The motor itself isn’t completely silent, and you can hear it humming as it automatically locks or unlocks the door. (Soft chimes accompany the action to let you know if it passed or failed.) Fortunately, it’s not particularly loud, nor does it have an irritating squeaking sound like some of the older smart locks.

An iPhone shows lock options in the Apple Home app for the Schlage Encode Plus

You can remotely control the lock or set up automations in the Apple Home app if you have a Home Hub like a HomePod Mini or Apple TV.

If you plan to use Encode Plus with an iPhone and Apple HomeKit, you don’t even need to download Schlage’s app. You can add the lock directly to the Home app on your phone, set up passcodes, and control it directly or through automations. If you have a HomePod Mini or second-generation Apple TV 4K, the Encode Plus will connect via the more power-efficient Thread protocol. Otherwise, it will use Bluetooth and Wi-Fi to connect to your other devices.

Adding the lock to the Home app also automatically adds the Home Key card to the Wallet app on your iPhone and Apple Watch – and anyone else you’ve added to your home. From there, you can enable express mode, which will activate the keycard without requiring you to unlock your phone or watch. Just press it against the front of the lock and you’re in. If you want to have an extra layer of security, turning it off will require unlocking your phone before it unlocks the door.

If you’ve used Apple Pay before, it’s very easy to get used to Home Key. Since my phone is almost always in my hand when I walk into the house, I can just press it on the lock – no hassle with keys or opening an app and waiting for it to load . I can press the phone to lock the door or just press the little lock button on the bottom right of the keypad. Other than automations unlocking the door for me, this is by far the easiest way to interact with a smart lock.

The Home Key card displayed on an Apple Watch

Adding Encode Plus to your HomeKit home automatically adds Home Key cards to the Wallet app on your iPhone and Apple Watch.

The Apple Watch integration works the same way, but it’s a bit more awkward because using my phone isn’t as easy as twisting my arm to press the watch on the front of the lock. But if you’re the type to stash your phone in your bag, the Watch integration comes in handy.

You can also program various guest codes in the Home app for other family members or visitors.

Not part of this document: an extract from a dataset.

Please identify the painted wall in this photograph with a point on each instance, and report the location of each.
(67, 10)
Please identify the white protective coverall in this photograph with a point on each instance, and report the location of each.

This feature is pretty basic; you can name the guest and set up a passcode, but there’s no option to limit it to a specific block of time or give it an expiration date. To remove access, you delete the guest in the Home app.

Since the Encode Plus fully integrates with the Home app, you can set up various automations to lock or unlock the door automatically or trigger other devices when controlling the lock. You can also set up geofencing rules to automatically lock or unlock the door when you leave or arrive home.

Controlling the lock via the Home app via a Thread connection is very fast – much faster than Bluetooth or Wi-Fi locks. There were a few times when I pressed the app button and, before even I looked up from my phone, the door was already locked.

The Schlage app on an iPhone showing various options for the Encode Plus lock.

The standalone Schlage app is required to set up integration with Amazon Alexa or Google Assistant. It also provides a few options missing from Apple’s Home app.

The Schlage app offers a few more options, including the ability to set the door to automatically lock after a certain amount of time (between 15 seconds and 4 minutes, depending on your preference). It also offers the possibility of connecting the lock to Alexa or Google Assistant to control it on these platforms. While iPhone owners won’t need to use the Schlage app at all, Android phone users will need to use it for setup and to control the lock. Once set up, Android owners can also control the lock through the Google Home or Amazon Alexa apps.

While the Encode Plus is firmly on the pricey side of the smart lock spectrum (it’s not hard to find options for well under $200 at this point), it offers the best experience I’ve had with it yet. a smart lock, especially if you own an iPhone and have a HomeKit smart home.